Structural and Semantic Information-based Approach : Approaches based on both structural and semantic information are as follows:

“Automating extract class refactoring: an improved method and its evaluation” : Bavota et al [10] approach analyzes a class that need refactorings to detect groups of methods which are considered strongly and closely related for the creation of new class. The new class is expected to have higher cohesion and small increase in coupling value than the original class. For such class, the approach automatically apply extract class refactoring to fix the identified bad smell by suggesting appropriate way to split the initial class, while also finding appropriate classes number that can be created. To identify where refactoring is needed, the technique employed a two-steps clustering algorithm that depicts graphical representation. It starts by parsing the class to be refactored to construct a class method-by-method matrix to identify pair of methods likely to be in same class. Moreover, the information obtained at that stage is used to identify the chain of methods after removing irrelevant structural or semantic associations between them from the graph based on certain threshold. Lastly, the identified chain are merged using a threshold called minLength to identify extracted classes considered to be trivial. To assess its performances, the approach was empirically evaluated using 5 Java open source software systems. In the first instance, it was artificially assessed using 50 Masters Students to evaluate the impact of the refactoring operations on OO software systems’ cohesion and coupling. Secondly, 15 Masters Students refactored 11 classes that have been previously extract class refactored by the real developers in different versions of the systems. The results obtained showed the approach strongly increases the cohesion and slightly increases the coupling of the refactored class. Consequently, it can assist software engineers to carry out extract class refactoring efficiently.
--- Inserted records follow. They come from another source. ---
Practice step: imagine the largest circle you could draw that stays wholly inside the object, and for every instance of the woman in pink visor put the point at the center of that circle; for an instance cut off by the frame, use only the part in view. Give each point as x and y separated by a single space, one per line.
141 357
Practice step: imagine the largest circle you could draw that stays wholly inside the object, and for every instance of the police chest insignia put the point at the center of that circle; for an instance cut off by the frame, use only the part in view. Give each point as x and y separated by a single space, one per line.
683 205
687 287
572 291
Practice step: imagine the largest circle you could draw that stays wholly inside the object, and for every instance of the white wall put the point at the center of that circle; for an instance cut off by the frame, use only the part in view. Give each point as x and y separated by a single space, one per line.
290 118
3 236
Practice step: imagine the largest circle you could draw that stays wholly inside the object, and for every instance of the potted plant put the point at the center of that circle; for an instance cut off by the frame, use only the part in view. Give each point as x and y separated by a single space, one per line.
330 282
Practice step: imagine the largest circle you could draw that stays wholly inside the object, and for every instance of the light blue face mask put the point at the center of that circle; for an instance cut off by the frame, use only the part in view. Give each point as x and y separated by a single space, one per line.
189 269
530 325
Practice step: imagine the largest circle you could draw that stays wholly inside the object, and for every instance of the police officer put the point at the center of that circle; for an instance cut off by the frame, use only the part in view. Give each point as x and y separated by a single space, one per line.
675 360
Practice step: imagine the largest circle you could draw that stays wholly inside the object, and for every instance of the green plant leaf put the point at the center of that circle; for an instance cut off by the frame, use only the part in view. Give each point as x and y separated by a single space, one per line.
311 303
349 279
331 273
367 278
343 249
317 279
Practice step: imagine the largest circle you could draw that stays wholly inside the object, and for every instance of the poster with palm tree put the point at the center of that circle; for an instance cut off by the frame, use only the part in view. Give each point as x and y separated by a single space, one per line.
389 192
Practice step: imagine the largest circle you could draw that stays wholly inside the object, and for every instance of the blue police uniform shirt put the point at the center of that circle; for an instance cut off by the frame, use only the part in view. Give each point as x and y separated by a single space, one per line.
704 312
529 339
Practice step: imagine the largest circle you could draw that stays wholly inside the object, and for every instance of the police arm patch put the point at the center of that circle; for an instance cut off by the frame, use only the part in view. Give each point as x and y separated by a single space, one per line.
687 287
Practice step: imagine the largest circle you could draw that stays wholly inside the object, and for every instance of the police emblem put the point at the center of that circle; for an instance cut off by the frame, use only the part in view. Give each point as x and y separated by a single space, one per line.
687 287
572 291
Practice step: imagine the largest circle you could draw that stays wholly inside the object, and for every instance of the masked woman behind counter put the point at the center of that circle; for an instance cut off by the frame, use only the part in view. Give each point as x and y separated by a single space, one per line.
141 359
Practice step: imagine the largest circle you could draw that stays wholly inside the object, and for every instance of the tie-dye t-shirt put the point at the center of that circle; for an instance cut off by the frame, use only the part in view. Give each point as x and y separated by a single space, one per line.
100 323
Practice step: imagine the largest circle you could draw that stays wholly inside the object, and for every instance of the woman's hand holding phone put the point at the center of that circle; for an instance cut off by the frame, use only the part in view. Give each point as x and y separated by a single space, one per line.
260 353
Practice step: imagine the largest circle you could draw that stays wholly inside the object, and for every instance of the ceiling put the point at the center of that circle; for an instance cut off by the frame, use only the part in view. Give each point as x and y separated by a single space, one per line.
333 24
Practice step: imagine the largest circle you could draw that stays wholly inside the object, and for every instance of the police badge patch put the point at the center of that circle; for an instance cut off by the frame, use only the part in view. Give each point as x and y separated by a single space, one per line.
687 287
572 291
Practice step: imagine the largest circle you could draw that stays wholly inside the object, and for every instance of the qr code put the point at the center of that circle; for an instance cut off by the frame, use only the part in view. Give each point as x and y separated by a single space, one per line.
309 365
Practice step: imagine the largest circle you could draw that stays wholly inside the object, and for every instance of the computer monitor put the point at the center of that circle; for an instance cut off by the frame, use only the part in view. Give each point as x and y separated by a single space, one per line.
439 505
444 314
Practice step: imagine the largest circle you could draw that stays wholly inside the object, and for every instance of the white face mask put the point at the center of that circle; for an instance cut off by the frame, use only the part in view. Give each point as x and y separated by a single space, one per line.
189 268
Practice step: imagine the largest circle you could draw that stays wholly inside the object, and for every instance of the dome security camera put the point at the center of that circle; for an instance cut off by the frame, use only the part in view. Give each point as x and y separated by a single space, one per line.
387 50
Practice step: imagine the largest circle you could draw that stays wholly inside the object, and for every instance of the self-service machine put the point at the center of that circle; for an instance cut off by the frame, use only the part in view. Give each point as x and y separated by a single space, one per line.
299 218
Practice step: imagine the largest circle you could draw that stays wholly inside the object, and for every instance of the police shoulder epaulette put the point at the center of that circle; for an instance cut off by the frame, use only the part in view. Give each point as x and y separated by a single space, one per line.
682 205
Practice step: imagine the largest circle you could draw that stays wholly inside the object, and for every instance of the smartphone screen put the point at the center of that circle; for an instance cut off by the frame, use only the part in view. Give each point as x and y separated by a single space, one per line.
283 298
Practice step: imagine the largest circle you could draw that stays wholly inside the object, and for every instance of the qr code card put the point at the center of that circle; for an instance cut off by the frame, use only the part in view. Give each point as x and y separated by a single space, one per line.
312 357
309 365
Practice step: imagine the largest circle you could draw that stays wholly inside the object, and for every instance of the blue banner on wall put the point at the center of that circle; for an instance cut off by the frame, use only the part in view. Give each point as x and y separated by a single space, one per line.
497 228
“Using structural and semantic measures to improve software modularization”: Bavota et al [19] approach used structural and semantic measures to remodularize or split software package having low cohesion into software packages that is considered smaller and more cohesive. This approach shared the same identification technique with [10]. However, two class-level coupling metrics were utilized to achieve package re-modularization. The metrics are InformationFlow-based Coupling (ICP) and the Conceptual Coupling Between Classes (CCBC) to measure package cohesion which captured the classes’ structural and semantic relationships respectively. These metrics were used to analyze the cohesion of software packages taking dependences and classes’ responsibilities in the package into consideration. The information elicited are automatically use to define which classes should belong in a package as well as recommends how to divide the packages. Specifically, just like in [10], it takes a package to be refactored and built a class-by-class matrix in order to find class groups that are strongly related to form a package using certain threshold. In this case, if the extracted chains is one, no suggestion is made, otherwise, new packages are suggested having higher cohesion value than the initial one. Finally, the minLength threshold is used to identify trivial chains, calculate the coupling between the chains that are trivial and not as well as merging. The approach was empirically evaluated by conducting a case study using 5 open source Java systems and 4 students’ software systems. The results indicated improvement of package decomposition with minimal increase in coupling as well as commendable remodularizations solutions.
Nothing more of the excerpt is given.